One way to create a "stable" service is to limit the number of changes made to the system. Limiting change may improve stability, but it may also limit the ability of your business to grow. Creating new features, implementing new ideas, and fixing known bugs require change.
Updating a product description or the product price is a change. Updating the database schema supporting the product is also a change.
Products that experience rapid growth need more capacity to fulfill higher transaction demand. Teams looking to increase user engagement need to add new services. Each of these actions are change. They all carry some level of risk but represent future potential. As a general rule, whenever an employee needs to touch any piece of hardware, software, or firmware, it is a change.
All changes are not inherently bad. Change is necessary for any application or system we wish to evolve and grow. Not only do we need to allow change, but we need to enable and embrace changes.
What is change?A change is any action you take to modify a product or service (including system data).
The very first thing you should do to limit the impact of changes is to log every production change. The log needs to include:
- Exact time and date of the change
- System undergoing change
- Actual change
- Expected results of the change
- Contact information of the person making the change
Implementing a process to help manage the effect of changes is critical. Experience has taught us that the majority of production incidents are related to software or hardware changes. These processes are even more important in a continuous delivery world.
Continuous delivery (CD) is a popular approach within many product teams. Smaller changes in functionality, bug fixes, or a few lines of code checked in by developers. A version control system initiates automated build and test phases. Once all steps complete, the build gets released in an automated fashion. Software can be released to production at any time.
The theory behind CD is smaller, more frequent releases represent a lower risk to a production environment. The probability of failure increases with size, complexity, and effort.
A continuous delivery pipeline supports a change management process in many ways. Once a code commit has passed all appropriate tests, the CD framework can auto-approve and schedule the change. The system can log the required data at the exact time of the change along with the other data required for the log. The log can provide reports detailing exactly what changed between each deployment.
All companies, large and small, need a place to log changes. It is rare for everyone who has made a change be present when an incident occurs. The change identification log allows us to determine if there is any correlation (in time) to an event. Spending less time on value-destroying incidents increases the ability to scale.
The change identification log should provide the definitive answer to the "What changed most recently?" question.
Change identification is a point-in-time action, someone indicates a change and moves on. This is a component of a much larger and more complex change management process. Change management is a life-cycle process where changes are:
- Implemented and logged
- Validated as successful
- Reviewed and reported over time
The intent of change management is to limit the probability of changes causing production incidents. Great companies implement change management to increase the rate of change while minimizing the associated risks.

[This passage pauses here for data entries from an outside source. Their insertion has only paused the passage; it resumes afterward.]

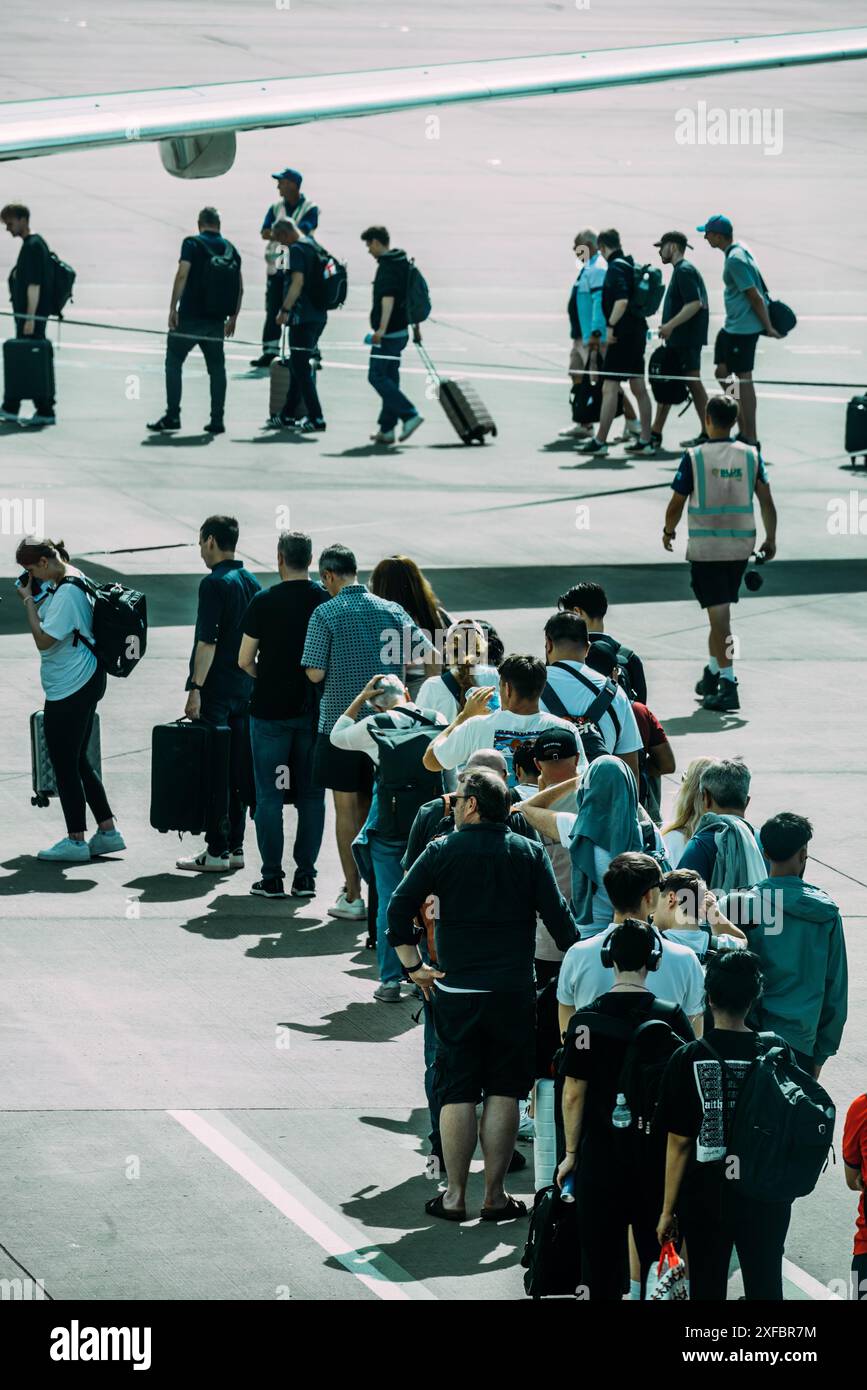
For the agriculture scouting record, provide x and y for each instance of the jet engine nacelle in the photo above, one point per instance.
(199, 156)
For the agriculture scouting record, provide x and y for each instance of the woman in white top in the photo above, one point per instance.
(60, 616)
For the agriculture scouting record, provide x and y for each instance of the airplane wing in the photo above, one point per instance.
(196, 125)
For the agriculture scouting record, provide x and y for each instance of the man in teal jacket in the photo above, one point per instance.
(796, 931)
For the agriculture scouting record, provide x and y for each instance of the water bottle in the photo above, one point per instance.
(621, 1115)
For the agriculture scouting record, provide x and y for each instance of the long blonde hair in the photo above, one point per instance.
(689, 806)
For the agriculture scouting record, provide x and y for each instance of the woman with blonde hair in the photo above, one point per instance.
(688, 811)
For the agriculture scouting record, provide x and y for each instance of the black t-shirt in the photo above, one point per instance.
(197, 252)
(32, 267)
(278, 617)
(600, 1064)
(684, 288)
(691, 1097)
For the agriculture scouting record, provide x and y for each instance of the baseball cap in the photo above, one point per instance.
(555, 744)
(716, 224)
(675, 236)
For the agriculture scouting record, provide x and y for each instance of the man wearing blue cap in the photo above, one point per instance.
(306, 216)
(746, 319)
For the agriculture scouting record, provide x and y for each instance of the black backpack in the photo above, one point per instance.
(552, 1254)
(782, 1125)
(403, 784)
(120, 624)
(221, 278)
(327, 284)
(587, 724)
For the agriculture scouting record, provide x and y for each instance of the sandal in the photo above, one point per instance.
(435, 1208)
(510, 1211)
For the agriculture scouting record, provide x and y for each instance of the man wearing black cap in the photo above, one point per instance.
(746, 319)
(684, 328)
(306, 216)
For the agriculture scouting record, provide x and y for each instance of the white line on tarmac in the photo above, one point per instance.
(332, 1232)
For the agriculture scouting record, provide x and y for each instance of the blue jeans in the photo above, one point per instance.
(279, 744)
(384, 375)
(386, 856)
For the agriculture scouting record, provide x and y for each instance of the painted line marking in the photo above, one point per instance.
(332, 1232)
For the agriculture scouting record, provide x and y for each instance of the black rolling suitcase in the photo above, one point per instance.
(856, 428)
(461, 403)
(189, 776)
(28, 369)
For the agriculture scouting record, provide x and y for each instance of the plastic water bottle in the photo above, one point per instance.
(621, 1115)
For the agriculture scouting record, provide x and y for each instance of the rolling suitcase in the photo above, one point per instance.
(856, 428)
(189, 776)
(461, 403)
(28, 369)
(45, 784)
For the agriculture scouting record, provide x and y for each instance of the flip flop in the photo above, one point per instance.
(435, 1208)
(510, 1211)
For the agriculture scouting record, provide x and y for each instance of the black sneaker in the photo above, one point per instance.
(268, 888)
(709, 684)
(724, 699)
(303, 886)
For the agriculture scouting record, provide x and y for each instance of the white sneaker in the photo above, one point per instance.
(106, 843)
(354, 911)
(204, 863)
(68, 852)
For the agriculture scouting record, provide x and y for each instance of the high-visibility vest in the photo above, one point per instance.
(720, 514)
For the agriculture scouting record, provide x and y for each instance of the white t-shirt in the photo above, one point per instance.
(434, 692)
(577, 699)
(500, 730)
(680, 977)
(65, 667)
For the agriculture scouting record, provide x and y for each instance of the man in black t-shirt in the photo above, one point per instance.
(209, 263)
(284, 717)
(684, 328)
(29, 287)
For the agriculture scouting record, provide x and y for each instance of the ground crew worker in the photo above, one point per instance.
(720, 478)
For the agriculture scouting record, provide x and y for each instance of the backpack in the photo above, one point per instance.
(328, 281)
(403, 784)
(417, 296)
(120, 624)
(552, 1254)
(221, 280)
(782, 1125)
(587, 724)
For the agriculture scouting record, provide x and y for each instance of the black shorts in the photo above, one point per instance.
(735, 350)
(341, 769)
(625, 357)
(486, 1044)
(716, 581)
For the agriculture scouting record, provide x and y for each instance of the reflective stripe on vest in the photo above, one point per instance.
(720, 514)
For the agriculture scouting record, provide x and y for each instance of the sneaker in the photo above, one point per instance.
(725, 698)
(354, 911)
(709, 684)
(106, 843)
(388, 993)
(268, 888)
(410, 427)
(204, 863)
(68, 852)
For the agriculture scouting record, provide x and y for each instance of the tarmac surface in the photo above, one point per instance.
(200, 1098)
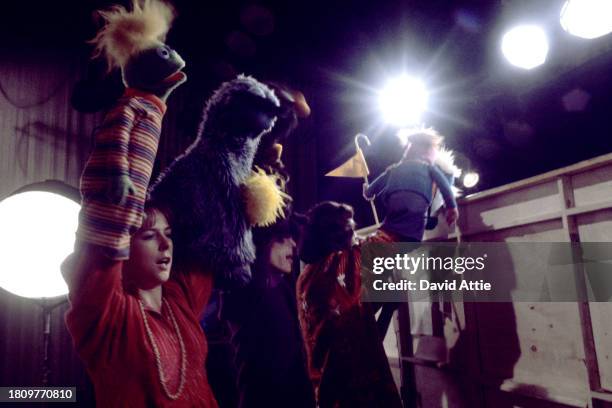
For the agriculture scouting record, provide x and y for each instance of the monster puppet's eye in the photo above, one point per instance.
(164, 52)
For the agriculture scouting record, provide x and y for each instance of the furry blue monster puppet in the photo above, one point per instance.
(211, 189)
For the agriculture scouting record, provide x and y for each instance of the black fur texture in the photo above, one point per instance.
(202, 186)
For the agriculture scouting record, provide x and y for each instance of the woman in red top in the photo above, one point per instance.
(346, 359)
(136, 325)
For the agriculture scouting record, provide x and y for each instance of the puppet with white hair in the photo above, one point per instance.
(115, 180)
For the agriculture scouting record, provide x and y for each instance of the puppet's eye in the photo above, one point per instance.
(163, 52)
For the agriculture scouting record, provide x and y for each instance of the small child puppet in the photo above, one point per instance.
(406, 188)
(120, 165)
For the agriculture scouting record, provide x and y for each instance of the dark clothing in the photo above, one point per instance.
(406, 191)
(346, 359)
(269, 348)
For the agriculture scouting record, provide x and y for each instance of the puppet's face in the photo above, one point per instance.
(156, 70)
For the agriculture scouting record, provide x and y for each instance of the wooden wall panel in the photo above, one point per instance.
(597, 227)
(593, 186)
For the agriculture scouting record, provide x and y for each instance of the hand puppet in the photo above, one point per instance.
(116, 176)
(211, 189)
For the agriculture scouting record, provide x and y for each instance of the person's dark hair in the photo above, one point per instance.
(150, 212)
(329, 228)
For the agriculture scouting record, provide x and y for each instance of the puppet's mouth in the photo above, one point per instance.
(163, 261)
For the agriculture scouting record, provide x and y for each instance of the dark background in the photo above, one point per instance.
(504, 122)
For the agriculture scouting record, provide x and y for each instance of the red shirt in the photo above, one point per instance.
(108, 331)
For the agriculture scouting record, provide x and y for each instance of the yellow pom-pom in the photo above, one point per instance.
(264, 201)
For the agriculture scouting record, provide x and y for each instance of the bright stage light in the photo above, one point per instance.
(525, 46)
(470, 179)
(37, 234)
(403, 101)
(587, 18)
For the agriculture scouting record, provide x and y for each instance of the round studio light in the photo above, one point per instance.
(587, 18)
(470, 179)
(403, 100)
(525, 46)
(37, 234)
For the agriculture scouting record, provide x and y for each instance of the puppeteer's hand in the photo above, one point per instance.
(365, 188)
(451, 215)
(119, 189)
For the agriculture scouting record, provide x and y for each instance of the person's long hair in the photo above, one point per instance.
(329, 228)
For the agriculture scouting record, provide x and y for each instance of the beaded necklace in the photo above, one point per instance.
(162, 377)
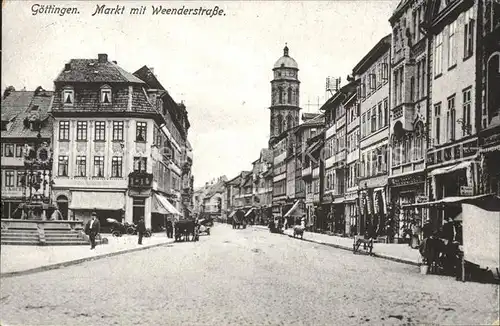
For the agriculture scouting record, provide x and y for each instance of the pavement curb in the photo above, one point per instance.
(79, 261)
(383, 256)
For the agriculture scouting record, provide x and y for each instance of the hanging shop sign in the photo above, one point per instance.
(407, 180)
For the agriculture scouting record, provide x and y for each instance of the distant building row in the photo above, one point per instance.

Change identification is a lightweight process for small companies. It can help limit the negative impact on users when changes go badly. As companies grow and their rate of change grows, they often need a more robust process. Change management attempts to take control of changes, not slow the change process down.During a crisis event, a cross-functional team assembles until services are restored. Ideally, the technical incident manager will ask "what most recently changed?". We often joke that you only need to wait for someone to say "Yeah, but that change couldn't possibly have caused this issue". This statement usually leads to one or more of the incident causes.